I recently went about setting up Sitecore’s Lighthouse Demo . While I found the documentation on setting things up fine, with several blog posts that describe it in more detail, once things were running and I could see the Lifestyle Lighthouse Site on the CD url. But when logging into the CM server, I noticed there were actually several other sites in the Content tree.
Later I realized, each site was mapped to a virtual directory on the CD url (e.g. /financial), but by then I already started to try to figure out how to map each of these sites to their own urls. To do that, there are several steps that you’ll need to take: some that you’re probably used to and a couple of extra steps since everything runs in docker. These steps will work for the Lighthouse demo sites as well as any other multi site solution you have running on docker that uses Trafeik as a reverse proxy.
Step 1: Host Entries
First thing we need to do is add a few urls to our host file, located under c:windowssystem32driversetc
Since my plan was to leave the lifestyle site mapped to the cd url, I only added urls for the financial, healthcare and cumulus sites.
Step 2: SXA configuration
Since these are all SXA sites, the next thing we need to do is configure Site Groupings for the three new sites. Under each sites, setting node, there is a “Site Grouping” folder, with an entry for that site underneath. On that item, you need to populate a host name and remove the virtual folder setting.
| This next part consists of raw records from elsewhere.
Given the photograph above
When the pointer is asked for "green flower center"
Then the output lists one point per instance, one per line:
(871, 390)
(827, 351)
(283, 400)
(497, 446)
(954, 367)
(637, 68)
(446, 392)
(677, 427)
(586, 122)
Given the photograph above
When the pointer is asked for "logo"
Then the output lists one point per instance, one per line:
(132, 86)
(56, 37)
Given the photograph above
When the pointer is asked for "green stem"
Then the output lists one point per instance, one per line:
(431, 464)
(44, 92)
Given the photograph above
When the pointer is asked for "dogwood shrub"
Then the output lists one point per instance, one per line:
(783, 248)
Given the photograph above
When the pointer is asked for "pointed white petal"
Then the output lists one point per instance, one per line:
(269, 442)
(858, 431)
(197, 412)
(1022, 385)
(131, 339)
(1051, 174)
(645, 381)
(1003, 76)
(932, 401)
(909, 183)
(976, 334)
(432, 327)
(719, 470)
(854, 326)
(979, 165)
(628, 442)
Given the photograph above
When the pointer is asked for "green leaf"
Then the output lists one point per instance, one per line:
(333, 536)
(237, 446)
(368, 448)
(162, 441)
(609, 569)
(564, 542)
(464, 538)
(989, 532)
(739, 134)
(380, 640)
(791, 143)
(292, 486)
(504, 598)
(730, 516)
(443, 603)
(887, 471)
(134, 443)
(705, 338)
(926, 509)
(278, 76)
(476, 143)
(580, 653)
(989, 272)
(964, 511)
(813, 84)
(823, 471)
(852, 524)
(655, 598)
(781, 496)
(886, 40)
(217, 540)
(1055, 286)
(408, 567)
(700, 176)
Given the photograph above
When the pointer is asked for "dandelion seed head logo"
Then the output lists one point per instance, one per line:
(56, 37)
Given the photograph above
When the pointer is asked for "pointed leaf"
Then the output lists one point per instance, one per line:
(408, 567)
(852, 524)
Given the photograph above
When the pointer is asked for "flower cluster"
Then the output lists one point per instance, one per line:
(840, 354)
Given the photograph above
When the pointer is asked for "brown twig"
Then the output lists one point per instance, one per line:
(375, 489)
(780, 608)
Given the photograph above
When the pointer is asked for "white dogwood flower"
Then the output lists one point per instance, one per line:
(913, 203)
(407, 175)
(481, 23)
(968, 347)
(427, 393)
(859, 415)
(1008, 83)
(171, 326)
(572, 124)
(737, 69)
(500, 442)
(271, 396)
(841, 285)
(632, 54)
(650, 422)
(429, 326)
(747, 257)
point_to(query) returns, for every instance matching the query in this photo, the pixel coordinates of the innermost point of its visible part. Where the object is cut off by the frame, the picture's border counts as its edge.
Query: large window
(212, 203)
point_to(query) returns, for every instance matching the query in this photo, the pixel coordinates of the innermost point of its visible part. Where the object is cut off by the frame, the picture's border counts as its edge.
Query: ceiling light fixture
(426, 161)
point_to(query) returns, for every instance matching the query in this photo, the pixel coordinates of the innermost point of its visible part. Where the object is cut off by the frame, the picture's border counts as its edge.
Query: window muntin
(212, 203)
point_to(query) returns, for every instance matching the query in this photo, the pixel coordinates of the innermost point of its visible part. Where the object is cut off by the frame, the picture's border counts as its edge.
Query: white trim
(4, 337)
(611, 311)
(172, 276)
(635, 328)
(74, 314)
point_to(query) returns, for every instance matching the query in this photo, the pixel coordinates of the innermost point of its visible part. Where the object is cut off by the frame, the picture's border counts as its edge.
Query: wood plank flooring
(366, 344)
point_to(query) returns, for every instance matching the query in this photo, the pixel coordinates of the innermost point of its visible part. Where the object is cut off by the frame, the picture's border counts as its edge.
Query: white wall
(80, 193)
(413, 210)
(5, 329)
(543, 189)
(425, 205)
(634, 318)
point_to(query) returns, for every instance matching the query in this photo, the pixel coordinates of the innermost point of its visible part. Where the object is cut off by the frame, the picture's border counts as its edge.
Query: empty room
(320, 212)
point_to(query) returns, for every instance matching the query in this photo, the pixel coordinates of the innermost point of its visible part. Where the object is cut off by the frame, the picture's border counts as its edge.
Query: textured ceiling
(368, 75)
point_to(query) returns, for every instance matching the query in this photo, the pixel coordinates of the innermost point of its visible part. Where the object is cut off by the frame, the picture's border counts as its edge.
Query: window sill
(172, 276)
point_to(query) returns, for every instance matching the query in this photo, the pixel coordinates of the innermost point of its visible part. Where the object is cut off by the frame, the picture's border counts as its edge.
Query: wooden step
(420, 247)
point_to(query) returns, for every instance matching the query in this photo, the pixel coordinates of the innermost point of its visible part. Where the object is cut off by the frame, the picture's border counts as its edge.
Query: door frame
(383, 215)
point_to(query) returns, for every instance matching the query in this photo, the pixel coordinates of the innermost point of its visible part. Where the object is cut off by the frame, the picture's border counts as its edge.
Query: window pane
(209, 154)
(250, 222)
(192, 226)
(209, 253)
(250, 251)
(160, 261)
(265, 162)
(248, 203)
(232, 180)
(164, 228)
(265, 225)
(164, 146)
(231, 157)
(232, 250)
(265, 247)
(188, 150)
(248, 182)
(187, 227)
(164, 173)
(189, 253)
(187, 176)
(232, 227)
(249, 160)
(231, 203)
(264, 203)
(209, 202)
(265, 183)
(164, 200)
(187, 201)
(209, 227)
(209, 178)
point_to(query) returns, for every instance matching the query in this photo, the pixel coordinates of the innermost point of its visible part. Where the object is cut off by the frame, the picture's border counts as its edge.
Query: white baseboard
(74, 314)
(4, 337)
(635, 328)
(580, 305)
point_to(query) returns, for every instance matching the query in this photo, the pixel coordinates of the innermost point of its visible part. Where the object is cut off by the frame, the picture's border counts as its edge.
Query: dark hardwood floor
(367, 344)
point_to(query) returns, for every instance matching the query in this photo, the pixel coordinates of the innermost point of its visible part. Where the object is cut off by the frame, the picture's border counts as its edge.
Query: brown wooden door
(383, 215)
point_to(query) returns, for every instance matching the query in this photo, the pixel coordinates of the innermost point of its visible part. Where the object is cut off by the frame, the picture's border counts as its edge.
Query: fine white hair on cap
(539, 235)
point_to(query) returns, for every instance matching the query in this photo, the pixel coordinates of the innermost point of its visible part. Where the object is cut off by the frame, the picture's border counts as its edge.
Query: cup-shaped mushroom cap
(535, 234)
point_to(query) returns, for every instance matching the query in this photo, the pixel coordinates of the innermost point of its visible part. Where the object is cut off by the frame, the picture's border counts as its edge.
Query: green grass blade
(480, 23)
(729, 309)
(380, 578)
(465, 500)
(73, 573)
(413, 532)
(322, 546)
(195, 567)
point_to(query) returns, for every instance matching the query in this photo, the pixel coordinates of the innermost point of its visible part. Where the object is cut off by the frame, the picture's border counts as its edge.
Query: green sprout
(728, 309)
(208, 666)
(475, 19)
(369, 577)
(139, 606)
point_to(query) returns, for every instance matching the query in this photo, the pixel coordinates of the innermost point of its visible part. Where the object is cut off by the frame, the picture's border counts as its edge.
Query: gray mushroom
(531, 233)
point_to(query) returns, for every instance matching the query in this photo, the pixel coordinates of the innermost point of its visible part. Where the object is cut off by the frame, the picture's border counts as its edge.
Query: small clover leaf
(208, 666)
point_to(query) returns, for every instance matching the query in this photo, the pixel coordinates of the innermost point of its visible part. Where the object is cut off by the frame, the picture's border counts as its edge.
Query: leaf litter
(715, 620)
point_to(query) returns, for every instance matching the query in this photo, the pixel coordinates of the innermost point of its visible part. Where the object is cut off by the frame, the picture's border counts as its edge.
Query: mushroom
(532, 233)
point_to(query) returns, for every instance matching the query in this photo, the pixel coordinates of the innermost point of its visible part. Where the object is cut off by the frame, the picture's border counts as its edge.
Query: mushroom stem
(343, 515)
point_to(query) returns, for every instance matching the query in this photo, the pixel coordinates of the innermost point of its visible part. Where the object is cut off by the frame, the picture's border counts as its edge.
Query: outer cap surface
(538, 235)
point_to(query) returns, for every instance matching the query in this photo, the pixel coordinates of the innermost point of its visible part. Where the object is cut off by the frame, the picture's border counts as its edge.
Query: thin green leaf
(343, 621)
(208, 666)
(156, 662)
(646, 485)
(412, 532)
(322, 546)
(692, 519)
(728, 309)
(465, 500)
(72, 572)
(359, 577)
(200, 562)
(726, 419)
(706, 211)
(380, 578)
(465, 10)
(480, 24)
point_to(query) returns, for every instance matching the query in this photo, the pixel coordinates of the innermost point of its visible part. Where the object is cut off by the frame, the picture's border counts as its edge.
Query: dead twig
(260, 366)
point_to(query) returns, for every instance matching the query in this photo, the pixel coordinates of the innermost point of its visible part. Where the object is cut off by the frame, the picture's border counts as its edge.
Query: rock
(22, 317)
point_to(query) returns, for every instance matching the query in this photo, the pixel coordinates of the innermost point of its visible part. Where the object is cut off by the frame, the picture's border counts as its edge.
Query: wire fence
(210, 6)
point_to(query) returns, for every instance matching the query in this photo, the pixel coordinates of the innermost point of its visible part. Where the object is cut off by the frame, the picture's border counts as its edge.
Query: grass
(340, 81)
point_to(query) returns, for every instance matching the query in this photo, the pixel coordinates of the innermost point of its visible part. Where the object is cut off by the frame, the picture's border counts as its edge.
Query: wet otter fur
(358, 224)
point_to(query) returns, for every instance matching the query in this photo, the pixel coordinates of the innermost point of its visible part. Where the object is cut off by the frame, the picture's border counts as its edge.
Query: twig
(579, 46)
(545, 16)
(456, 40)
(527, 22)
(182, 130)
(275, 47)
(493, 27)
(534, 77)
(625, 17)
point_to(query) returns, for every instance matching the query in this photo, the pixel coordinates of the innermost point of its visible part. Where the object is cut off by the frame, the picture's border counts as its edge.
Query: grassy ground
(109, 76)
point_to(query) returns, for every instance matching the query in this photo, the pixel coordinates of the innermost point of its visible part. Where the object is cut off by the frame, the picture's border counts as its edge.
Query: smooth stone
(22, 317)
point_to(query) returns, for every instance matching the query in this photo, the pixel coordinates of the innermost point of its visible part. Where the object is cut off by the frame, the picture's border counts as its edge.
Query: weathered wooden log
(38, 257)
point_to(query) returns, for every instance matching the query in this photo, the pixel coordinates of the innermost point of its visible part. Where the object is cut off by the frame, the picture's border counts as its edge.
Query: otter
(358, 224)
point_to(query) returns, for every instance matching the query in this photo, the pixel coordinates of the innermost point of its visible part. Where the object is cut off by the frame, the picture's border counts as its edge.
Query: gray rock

To make sure this configuration looked good, and that the additional sites weren’t impacted by the wildcard configuration of the lifestyle site, I checked the SXA site manager. Everything looked good, but if you see any issues here, you may just need to reorder the sites to make sure the wildcard match happens after the other sites are resolved.
While you’re here, it’s probably a good idea to hit the publish button and make sure the site definitions are published.
Step 3: Configure Traefik
If you stop there and try to address the urls you entered, you’ll get a plain 404 error.
Here is where things get more complicated. Since everything is running in docker, we need to tell the docker Traefik instance to route our new host urls to the CD instance. To do this, we’ll need to modify the rule in the docker-compose file that configures our CD instances. If we look in the “docker-compose-xp1.override.yml file, you’ll notice the rule that controls the mapping is located in the labels for the cd definition. There you will see:
– “traefik.http.routers.cd-secure.rule=Host(`${CD_HOST}`)”
Looking for the best way to add our additional host, I consulted the host rule documentation for Traefik :
The documentation on the host method, shows that we can just provide a comma separated list of hosts. And while I could have parameterized the other url’s, I went quick and dirty and just included them directly inline (note I used the angled quotes to be consistent).
Step 4: Docker Down and Up
To get this to be applied, you just need to run “docker-compose down” and then “docker-compose up -d”.
After it finishes, the additional sites should all be addressable using their own urls.